Маша подёргала себя за мочку. Непонятно было — шутит Люсьен или нет.
— Теперь ясно, почему тебя Костька заметил.
Маша нахмурилась.
— Что ты имеешь в виду?
— Что-что… Сказал же — красивая.
— По-твоему, у меня кроме ушей других достоинств нет? — Маша выключила газ под закипевшим чайником и стала разливать кипяток по чашкам.
— А ты хочешь, чтобы я тебе их все перечислил?

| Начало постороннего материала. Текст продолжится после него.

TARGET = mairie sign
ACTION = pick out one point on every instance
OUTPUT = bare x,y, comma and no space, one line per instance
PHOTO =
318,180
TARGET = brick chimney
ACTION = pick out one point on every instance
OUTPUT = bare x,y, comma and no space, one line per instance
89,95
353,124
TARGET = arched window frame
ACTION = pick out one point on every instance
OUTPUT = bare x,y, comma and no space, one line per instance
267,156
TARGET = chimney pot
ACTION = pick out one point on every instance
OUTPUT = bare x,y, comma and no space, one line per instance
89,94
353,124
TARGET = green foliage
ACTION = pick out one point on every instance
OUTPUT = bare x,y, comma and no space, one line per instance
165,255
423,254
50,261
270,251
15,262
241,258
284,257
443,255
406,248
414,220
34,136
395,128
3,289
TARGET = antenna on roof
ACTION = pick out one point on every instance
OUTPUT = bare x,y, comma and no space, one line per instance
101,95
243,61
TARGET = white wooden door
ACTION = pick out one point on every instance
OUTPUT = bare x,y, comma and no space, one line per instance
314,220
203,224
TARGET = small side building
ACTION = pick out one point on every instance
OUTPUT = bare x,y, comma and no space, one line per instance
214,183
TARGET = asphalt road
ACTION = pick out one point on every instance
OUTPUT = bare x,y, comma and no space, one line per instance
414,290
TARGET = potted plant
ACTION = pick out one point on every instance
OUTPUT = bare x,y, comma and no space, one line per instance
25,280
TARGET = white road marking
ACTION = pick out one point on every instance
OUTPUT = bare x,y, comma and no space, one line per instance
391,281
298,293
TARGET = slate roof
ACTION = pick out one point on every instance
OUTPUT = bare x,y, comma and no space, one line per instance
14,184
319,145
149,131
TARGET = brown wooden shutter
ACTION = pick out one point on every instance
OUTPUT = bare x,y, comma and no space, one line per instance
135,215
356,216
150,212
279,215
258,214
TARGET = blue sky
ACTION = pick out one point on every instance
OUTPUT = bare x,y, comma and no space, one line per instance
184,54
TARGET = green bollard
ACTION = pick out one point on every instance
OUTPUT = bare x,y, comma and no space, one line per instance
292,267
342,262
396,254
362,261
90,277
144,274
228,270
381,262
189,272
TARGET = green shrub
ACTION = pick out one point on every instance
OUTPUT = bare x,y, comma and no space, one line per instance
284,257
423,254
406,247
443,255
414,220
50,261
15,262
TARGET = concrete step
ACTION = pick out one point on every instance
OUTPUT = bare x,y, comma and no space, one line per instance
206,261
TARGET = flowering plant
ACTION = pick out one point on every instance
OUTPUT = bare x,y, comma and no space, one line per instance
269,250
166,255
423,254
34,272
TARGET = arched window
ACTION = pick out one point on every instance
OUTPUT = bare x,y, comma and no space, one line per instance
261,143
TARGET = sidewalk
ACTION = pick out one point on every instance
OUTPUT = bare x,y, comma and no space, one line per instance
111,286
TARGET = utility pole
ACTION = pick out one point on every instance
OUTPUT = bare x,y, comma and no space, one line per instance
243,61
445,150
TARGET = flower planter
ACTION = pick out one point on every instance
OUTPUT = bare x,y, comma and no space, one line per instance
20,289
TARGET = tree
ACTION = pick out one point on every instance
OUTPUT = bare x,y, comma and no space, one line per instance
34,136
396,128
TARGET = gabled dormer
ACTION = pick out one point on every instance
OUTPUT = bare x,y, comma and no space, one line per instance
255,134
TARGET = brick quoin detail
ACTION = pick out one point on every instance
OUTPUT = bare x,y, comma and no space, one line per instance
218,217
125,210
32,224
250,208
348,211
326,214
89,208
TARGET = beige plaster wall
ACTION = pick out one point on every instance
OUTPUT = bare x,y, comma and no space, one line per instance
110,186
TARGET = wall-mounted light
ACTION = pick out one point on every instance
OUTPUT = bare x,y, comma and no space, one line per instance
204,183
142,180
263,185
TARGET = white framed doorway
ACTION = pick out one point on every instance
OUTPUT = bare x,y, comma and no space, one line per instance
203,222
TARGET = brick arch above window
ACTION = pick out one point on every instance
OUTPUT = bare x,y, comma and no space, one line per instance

Даже через прихватку ладонь Маши моментально нагрелась. Грохнув чайник обратно на плиту, она села за стол и вцепилась в чашку. Маша смотрела на руки Люсьена, на то как он водил пальцем по краешку блюдца, и думала о том, как он берёт кисточку, макает её в воду, затем в краску и делает первый мазок — уверенно, с чувством и страстью… Руки, привыкшие к тяжёлой работе, оказались способны на вещи более тонкие и чувственные. И его глаза, сначала показавшиеся ей почти бесцветными, сейчас смотрели на неё, пробирая до самого нутра. Что же такое происходит, и почему так отчаянно пусто в голове?
Внезапно входная дверь хлопнула, освободив Машу от неловкости и растерянности. Вместе с Розой в кухню проник тёплый молочный запах.
— А, Люсечка, вернулся? Как ты, сердешный? — она обвела глазами кухню и, с головы до ног, Машу. — Думала, ты быстрее появишься. Заходили милиционеры, расспрашивали. А я только хорошее, ты ж меня знаешь. Врать не буду, только правду. Почему так долго в городе был?